Thursday, March 22, 2007

Are We Hip Hop?



Claremont, California is a predictably unpredictable place. Tucked 45 minutes east of Los Angeles, it’s nestled exactly half an hour from the snow-covered mountains of Mt. Baldy and the sun kissed waves of Huntington Beach. It’s got an identity complex of sorts, a prosperous college town held in tact by strict zoning regulations, complete with Northeastern-like vegetation, rising fountains and an inordinate amount of trees smack dab in the middle of the desert. Here, people drive calmly down College Avenue exactly at or below the speed limit because no one seems to be in a hurry. People jog at noon while pushing their weary dogs in strollers and dragging their children along on leashes. The area is home to the largest concentration of white supremacist groups in the country, but Claremont seems to embrace diversity like a nineteenth century Northern abolitionist might have embraced a slave: full of self-indulgent good intentions but without any true predilection toward institutional change. At any moment an unsuspecting person of color might mistake its seemingly cute idiosyncrasies for suburban naiveté, be greeted by a bandwagon of community members dressed up in Shakespearean garb yelling “halt! Who goes there?”, realize they’re serious, turn to drive away, try not to get shot nineteen times, and head west down Indian Hill Blvd. to its less prosperous, but far more manageable neighbor, Pomona.
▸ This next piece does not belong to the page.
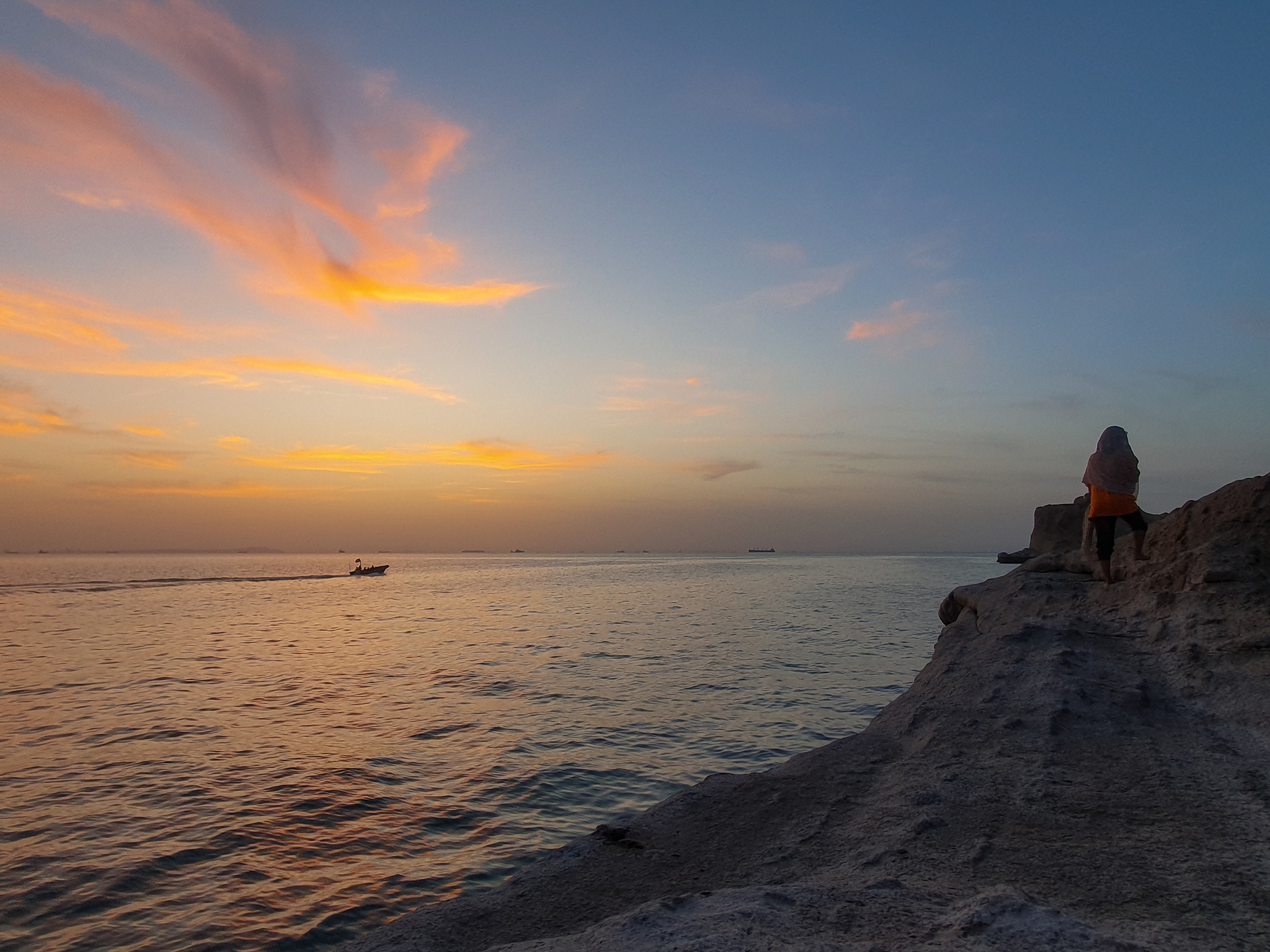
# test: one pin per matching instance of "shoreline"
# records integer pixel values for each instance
(1076, 769)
Despite and because of this, Claremont is undoubtedly hip hop.

And on the night of March 7, 2007, Hip Hop legend KRS-One came to town to show exactly why. KRS-One is hip hop. Standing in front of a packed auditorium at Pitzer College in front of an audience of eager Foucalt and Nietzche inspired college students he aroused the pride, dissatisfaction, joy, anger and downright contradictory rhetoric imbedded in hip hop. The lecture, sponsored by the college’s Sociology department started off in all the Hip Hop messiah ways one might expect – a lengthy introduction, followed by a thunderous applause and the beginnings of an important lesson given by The Teacher, KRS-One.

“There is no definitive history of Hip Hop” he began. “All the histories written by journalists and writers and scholars have missed the point. Rap is something that’s done. Hip Hop is something that’s lived.”
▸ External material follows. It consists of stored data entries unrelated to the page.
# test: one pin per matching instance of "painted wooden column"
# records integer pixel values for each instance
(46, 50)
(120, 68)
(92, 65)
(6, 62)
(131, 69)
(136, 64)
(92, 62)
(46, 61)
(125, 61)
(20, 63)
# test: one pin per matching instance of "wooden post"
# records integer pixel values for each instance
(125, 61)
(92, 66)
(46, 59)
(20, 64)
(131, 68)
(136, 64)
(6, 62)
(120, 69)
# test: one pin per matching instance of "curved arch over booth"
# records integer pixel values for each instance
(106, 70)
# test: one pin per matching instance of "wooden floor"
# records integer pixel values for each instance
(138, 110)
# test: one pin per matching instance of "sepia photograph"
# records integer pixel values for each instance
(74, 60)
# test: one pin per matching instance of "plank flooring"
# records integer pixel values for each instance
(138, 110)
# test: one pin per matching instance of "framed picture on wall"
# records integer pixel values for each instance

He then began to outline what he knew as the causes of Hip Hop – the charitable acts of DJ Kool Herc and the emcees who rocked free shows in the parks of the South Bronx, the individual empowerment that’s necessary for each artist, and communication. It’s this last point –communication –that simply didn’t translate for me. In trying to explain his theory, he pointed to hip hop’s racially diverse beginnings, but followed it with very faulty logic.

“Hip Hop is beyond race, class and ethnicity,” he said. “Race is a dead concept.”

Here is where things began to fall apart.

To an audience of predominately privileged white college students, KRS-One, the highly decorated Hip Hop legend, began to talk about race and privilege as if they were concepts aptly dealt with back in the 60’s, saying that our country has made tremendous strides since the days of marches on the Washington Mall and boycotting lunch counters in the South. The challenge for our Hip Hop generation was to move past race, and the leaders of that movement had to be white people, since they are the most privileged and are most capable of changing institutional barriers. Throughout this it seemed as if people of color and other historically dominated groups had absolutely no agency, a glaring contradiction to the oppositional gaze from which Hip Hop was supposed to have been born. His was a hip hop based on theory, an egalitarian culture that transcended the constrictions of racism, classism, heteronormativity, etc (system(s) of domination here) and found itself in the well-intentioned hearts of every socially conscious


Was this what Civil Rights, social justice and Hip Hop were about? So that enlightened college students could line up to get their autographed posters and pictures taken to be uploaded to their Facebook and Myspace accounts the next morning? Was this what Martin Luther King, Jr. spoke of on Washington? That one day we’ll live in a world that has so transcended the hardships of America’s racialized past that black and white children can hold hands, listening to their downloaded versions of Malcolm X speeches on their ipods? Who’s Civil Rights Movement was KRS-One talking about? And who’s Hip Hop did he represent?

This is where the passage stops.